Attenzione ai gruppi di imprese e alle relazioni infragruppo: non è detto che un protocollo di prevenzione pensato per un’azienda vada bene anche per un’altra. Ogni azienda del gruppo deve avere il proprio modello 231. Attenzione anche alle frodi societarie, ai fondi neri, ecc.: un buon protocollo di prevenzione riduce la possibilità di tali reati.

La novità che ha introdotto l’emergenza Covid-19 è stata quella di richiedere una maggiore flessibilità dell’organismo di vigilanza (comitato). I modelli organizzativi per risultare efficaci devono restare al passo con i tempi. I modelli organizzativi devono essere collegati alle strategie di impresa. È fondamentale che ci sia un colloquio tra il vertice di management e l’organismo di vigilanza.

Il PNRR detta nuove regole anche a proposito dei fattori ESG (Environmental, Social and Governance).
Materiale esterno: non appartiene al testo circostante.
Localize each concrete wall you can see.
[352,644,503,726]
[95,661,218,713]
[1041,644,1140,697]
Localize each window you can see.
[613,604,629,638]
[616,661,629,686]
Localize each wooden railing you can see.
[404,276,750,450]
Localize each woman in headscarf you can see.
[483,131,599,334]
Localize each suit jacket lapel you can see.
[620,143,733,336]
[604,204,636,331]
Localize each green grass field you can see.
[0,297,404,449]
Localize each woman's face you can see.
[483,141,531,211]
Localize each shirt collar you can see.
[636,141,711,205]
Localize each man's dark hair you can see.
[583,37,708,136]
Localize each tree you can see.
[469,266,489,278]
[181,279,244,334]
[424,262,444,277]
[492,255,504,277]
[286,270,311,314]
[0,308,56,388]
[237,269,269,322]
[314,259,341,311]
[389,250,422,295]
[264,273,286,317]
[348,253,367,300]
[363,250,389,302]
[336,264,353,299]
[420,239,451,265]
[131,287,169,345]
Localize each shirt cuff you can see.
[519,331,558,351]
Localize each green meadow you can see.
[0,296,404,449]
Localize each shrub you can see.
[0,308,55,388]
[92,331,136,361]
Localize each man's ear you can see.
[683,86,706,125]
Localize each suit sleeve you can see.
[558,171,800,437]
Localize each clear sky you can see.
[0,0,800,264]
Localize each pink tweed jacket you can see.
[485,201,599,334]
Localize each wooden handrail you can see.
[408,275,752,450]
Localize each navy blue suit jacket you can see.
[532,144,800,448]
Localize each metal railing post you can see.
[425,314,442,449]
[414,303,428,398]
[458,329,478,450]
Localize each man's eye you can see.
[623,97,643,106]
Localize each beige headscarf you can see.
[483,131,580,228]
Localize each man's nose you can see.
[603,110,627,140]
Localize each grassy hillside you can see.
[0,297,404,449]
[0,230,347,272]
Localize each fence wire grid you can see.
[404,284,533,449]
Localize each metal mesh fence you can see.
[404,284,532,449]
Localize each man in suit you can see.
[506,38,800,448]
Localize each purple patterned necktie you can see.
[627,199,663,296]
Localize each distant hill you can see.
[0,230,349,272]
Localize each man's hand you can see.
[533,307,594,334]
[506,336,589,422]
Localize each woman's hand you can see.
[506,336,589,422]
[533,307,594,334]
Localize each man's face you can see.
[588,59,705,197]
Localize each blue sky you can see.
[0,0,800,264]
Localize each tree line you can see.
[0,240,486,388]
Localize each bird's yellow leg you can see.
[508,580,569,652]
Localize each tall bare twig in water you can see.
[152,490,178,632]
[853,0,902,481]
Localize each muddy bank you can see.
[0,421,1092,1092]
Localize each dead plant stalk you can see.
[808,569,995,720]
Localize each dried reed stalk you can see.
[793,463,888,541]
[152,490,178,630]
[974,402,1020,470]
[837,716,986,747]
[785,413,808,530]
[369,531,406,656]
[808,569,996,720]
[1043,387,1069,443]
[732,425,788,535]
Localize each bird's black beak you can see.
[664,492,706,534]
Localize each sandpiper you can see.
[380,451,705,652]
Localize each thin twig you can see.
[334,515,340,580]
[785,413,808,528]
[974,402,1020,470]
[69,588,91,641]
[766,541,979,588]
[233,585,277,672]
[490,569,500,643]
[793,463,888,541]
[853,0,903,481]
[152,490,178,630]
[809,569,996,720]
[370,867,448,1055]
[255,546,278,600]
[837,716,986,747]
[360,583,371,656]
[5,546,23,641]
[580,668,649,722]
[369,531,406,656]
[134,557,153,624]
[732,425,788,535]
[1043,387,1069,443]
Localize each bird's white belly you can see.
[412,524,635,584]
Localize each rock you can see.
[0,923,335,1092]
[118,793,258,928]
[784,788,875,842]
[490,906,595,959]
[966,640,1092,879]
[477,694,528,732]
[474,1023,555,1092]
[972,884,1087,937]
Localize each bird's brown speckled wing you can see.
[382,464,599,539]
In particolare, fra gli obblighi previsti dal decreto semplificazioni con riguardo alle stazioni appaltanti e ai partecipanti alle gare pubbliche vi è quello di includere nel bando l’impegno, da parte delle imprese che usufruiranno di fondi europei, a presentare la rendicontazione non finanziaria sulla sostenibilità sociale e ambientale dei processi produttivi.

In che modo, la tutela legale interviene a sostegno delle aziende nella gestione dei rischi legati al modello organizzativo 231?

La polizza di tutela legale è l’unica in grado di fornire una risposta adeguata nei casi di responsabilità amministrativa per violazione delle fattispecie di cui alla legge 231. Lo scopo è quello di dimostrare che l’azienda ha fatto tutto il possibile per prevenire ed evitare il verificarsi del rischio che ha provocato il danno o che è stato causa dell’illecito. Per fare questo, l’assistenza legale deve potersi avvalere di periti e di consulenti e tutto ciò comporta dei costi, che solo la polizza di tutela legale è in grado di coprire.

Infatti, mentre la polizza di RC copre gli aspetti legati al risarcimento dei danni provocati come conseguenza della violazione del modello organizzativo 231 (ed eventualmente difende nella misura in cui ritiene di farlo per gli aspetti penali), l’unica polizza che dà assistenza legale per gli aspetti amministrativi è la polizza di tutela legale. In sintesi, la polizza di tutela legale opera nei seguenti casi:

  • responsabilità amministrativa;
  • responsabilità penale;
  • ambito 231 e sicurezza luoghi di lavoro;
  • privacy e dati personali (GDPR);
  • ripercussioni di natura civile conseguenti a violazione 231;

Riassumendo: il modello organizzativo 231 non deve essere visto come un costo, ma come un’opportunità per le imprese; un’opportunità che permette di prevenire i costi, i danni, gli illeciti e di gestire in sicurezza i rischi. Non esiste un modello 231 omnicomprensivo, ma esso deve poter essere adattato su misura alle singole realtà aziendali.